I don't know if I would necessarily call it "misinformation" when it comes to the varying schools of thought on band saw setup. One thing to keep in mind is that the band saw is one of the most versatile saws one can have in the shop, and how it gets used varies from woodworker to woodworker. That said, how the band saw is setup can vary just as much. If a band saw's primary use is resaw and ripping, I can see where the wheels needing to be more coplanar is more important vs. one that is setup for a little bit of everything.


----------



## bosox (Jun 12, 2012)

What works for you might not work for me. Would that be a better phrase?


----------



## Jerry Bowen (Jun 25, 2011)

This is in response to Hilton's remark about a manufacturer shipping a machine that is not set up properly before shipping it. I agree with him and will give an example of why I say this. When I bought my new Grizzly band saw, I also took delivery of a new jointer. From watching Demos on setting up a jointer it was plain that the set up that assures that the in feed and the out feed tables are perfectly level with each other is a very delicate and/or critial task. I was dreading making that adjustment until I read in the Manual that the adjustment had been made at the factory. All I needed to do was to do the adjustment that sets the height of the out feed table exactly the same as the height of the cutters which I did and when it was done right, I did not get any snipe which is an isssue with a jointer. This implies to me that Grizzly is careful to see that the critical adjustments on their machines are made at their factory and this probably includes the alighment of the wheels on the band saw. As I stated earlier, the blade does not run any where near the center on the bottom wheel, but the saw cuts extremely well, no drift at all as those that have used Alex's suggestions all atest to.

Jerry


----------



## steamfab (Jun 22, 2012)

I have so much respect for Mr. Snodgrass and he made woodworking so much easier for me! Cheers to you, Sir!


----------



## jw2170 (Jan 24, 2008)

*Alex Snodgrass video*



tooler2 said:


> Where can I see this Snodgrass video?
> Rob



https://docs.google.com/open?id=0B-XJ8gFNEWtARWRKT1JSWDRIQUk


----------



## cagenuts (May 8, 2010)

Harrison67 said:


> One thing that may be screwing people up, is that every blade change will require resetting the guides. Odds are that the new blade will never run in the exact plane as the old blade.

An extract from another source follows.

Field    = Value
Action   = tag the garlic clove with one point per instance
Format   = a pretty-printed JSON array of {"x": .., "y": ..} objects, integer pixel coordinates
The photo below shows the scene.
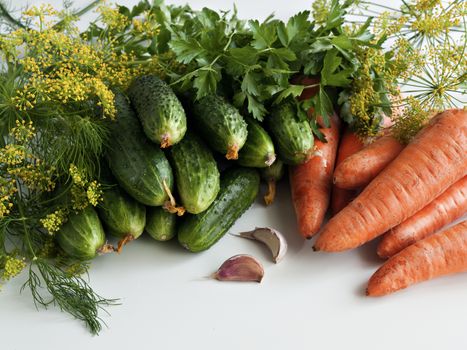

_Theoretically speaking_, the guides never have to be adjusted if you *always* install the top blade with the bottom of the gullets set to run in the middle of the tyre. Having set-up my band saw with this new technique I haven't had the opportunity to change blades so time will tell.

Unfortunately on my Chinese junk i have to adjust the guides laterally every time I adjust the height. The column seems to be off centre.

Anyway, the weekend is upon us.


----------



## AxlMyk (Jun 13, 2006)

GulfcoastGuy said:


> That begs a question on repairing or refurbishing a BS. If the wheels or bearings are repaired or replaced wouldn't the co-planer alignment need to be re-established, at least once. If so, I would assume that this should be done with the tracking adjustment and any other be set to the center of their respective ranges to insure maximum benefit of those adjustments.
> 
> GCG


One check is all that is needed. The tracking is adjusted to get the upper wheel vertical, then they are checked for co-planar with a yard stick, or straight length of wood, etc.
After a blade is tensioned and tracking, you may find it is not riding on the lower tire center. It should be centered on the upper tire.


----------



## bosox (Jun 12, 2012)

I agree, blade alignment in the lower wheel is unnecessary.


----------



## Jerry Bowen (Jun 25, 2011)

Just reiterating my position on the issue of co-planer. As Alex says in his demo the manufacturer of our band saws know more about the subject than most of us do and the
better manufactures of band saws ship their machines with the critical adjustment done at the factor. 

Jerry


----------



## Roy M (Jan 28, 2014)

where can I buy the carter blade stablizer in the UK?


----------